Milan has been on Mt. Stara since day one of fire, recording everything: It hurts to watch it burn
Milan Radovanovic from Pirot, as an amateur radio operator and nature lover, recorded scenes every day of the fire on Stara Mountain, which has been burning since Sunday
Heat is felt from the fire, low vegetation and leaves were burning. It hurts... something in you hurts as you watch the mountain burn. This is what Milan Radovanovic, an amateur radio operator and civil protection member of the Scientific and Professional Society for Risk and Emergency Management, who has been at the scene every day since the fire started on Stara Mountain, tells Telegraf.rs.
Milan was born in Pirot, and goes to the heart of the Stara Mountain fire every day to establish communication with citizens as an amateur radio operator.
"I have been going to Stara Mountain since Sunday, that is, the day when my colleagues on the Bulgarian side informed me that a fire had started. With Sreten Savov, chief of the emergency staff from Pirot, we are constantly on the site," Milan tells Telegraf.rs.
He explains that it is his job and that of his colleagues to, as amateur radio operators, establish communication with citizens, that is, with volunteers who are there together with the fire department.
"We pass information on whether someone needs something," says Radovanovic.
He goes on to explain what he and his colleagues found during the days of the fire 15 kilometers from Topli Do.
"In the first days we found a strong focal point, the conditions were very unfavorable, the wind was blowing towards us and threatened to extend to Arbinje - a strict national park. Firefighters were able to make something like a cordon from day one and prevent fire from penetrating deep into the forest. Low vegetation, juniper shrubs burned," Radovanovic says.
The interlocutor of the Telegraf.rs portal says that afterwards the wind changed direction, which was favorable for us.
"The wind started to blow towards Bulgaria. Several hectares burned here, but the fire was prevented from engulfing large areas or objects. Given that the villages are about 15 kilometers away, there is no danger to the population," says this Pirot man, who admits that he, as a nature lover, finds it difficult to witness the scenes he is finding on Stara Mountain.
“Fortunately, though, that's nature, it will be renewed. It's also good that it rained last night," he said.
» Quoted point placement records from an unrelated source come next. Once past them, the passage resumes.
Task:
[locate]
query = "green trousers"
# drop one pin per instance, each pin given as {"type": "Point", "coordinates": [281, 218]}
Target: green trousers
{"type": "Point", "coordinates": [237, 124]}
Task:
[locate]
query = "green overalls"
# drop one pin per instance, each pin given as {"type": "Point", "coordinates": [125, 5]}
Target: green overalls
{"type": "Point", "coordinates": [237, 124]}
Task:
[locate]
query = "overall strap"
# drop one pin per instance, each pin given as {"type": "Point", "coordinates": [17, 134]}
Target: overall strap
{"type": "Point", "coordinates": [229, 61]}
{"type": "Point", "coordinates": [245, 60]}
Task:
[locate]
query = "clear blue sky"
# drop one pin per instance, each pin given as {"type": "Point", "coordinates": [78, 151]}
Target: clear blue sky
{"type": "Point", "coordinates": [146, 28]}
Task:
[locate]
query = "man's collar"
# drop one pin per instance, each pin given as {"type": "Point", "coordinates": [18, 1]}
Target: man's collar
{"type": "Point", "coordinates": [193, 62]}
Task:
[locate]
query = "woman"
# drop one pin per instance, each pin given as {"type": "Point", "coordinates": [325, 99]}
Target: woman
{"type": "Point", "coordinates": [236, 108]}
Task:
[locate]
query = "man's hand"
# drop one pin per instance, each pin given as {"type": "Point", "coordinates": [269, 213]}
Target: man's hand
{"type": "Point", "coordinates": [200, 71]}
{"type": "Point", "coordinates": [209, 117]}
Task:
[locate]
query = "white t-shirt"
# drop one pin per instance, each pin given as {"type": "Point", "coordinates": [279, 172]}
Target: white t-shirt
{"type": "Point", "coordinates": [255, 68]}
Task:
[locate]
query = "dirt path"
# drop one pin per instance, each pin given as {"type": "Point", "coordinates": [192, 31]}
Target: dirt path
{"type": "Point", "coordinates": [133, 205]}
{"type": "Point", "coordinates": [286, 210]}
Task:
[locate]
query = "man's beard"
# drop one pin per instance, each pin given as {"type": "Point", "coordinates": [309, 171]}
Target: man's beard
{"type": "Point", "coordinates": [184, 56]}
He adds that firefighters from Sabac jumped from stone to stone, extinguishing the fire, saving human lives from the rocks that at one point fell down a steep surface.
Due to the inaccessible and steep terrain, one of his colleagues got injured while extinguishing the fire.
"Rivers have helped a lot, as well as the streams that are up there, the low vegetation, grass, leaves and forest burn up to the rivers, and then the water creates a natural barrier so that the fire cannot spread to another part of the mountain," Radovanovic explains.
Milan points out that about 140 members of the Gendarmerie and about 40 firefighters are defending Stara Mountain, and that there are dozens of locals in each brigade who coordinate with them.
When we called Radovanovic, he was on his way to Stara Mountain. Shortly afterwards, he informed his Facebook friends that he found frost there.
"Rain, snow, fog... Everything is useful to localize the fire on Stara Mountain," Milan wrote.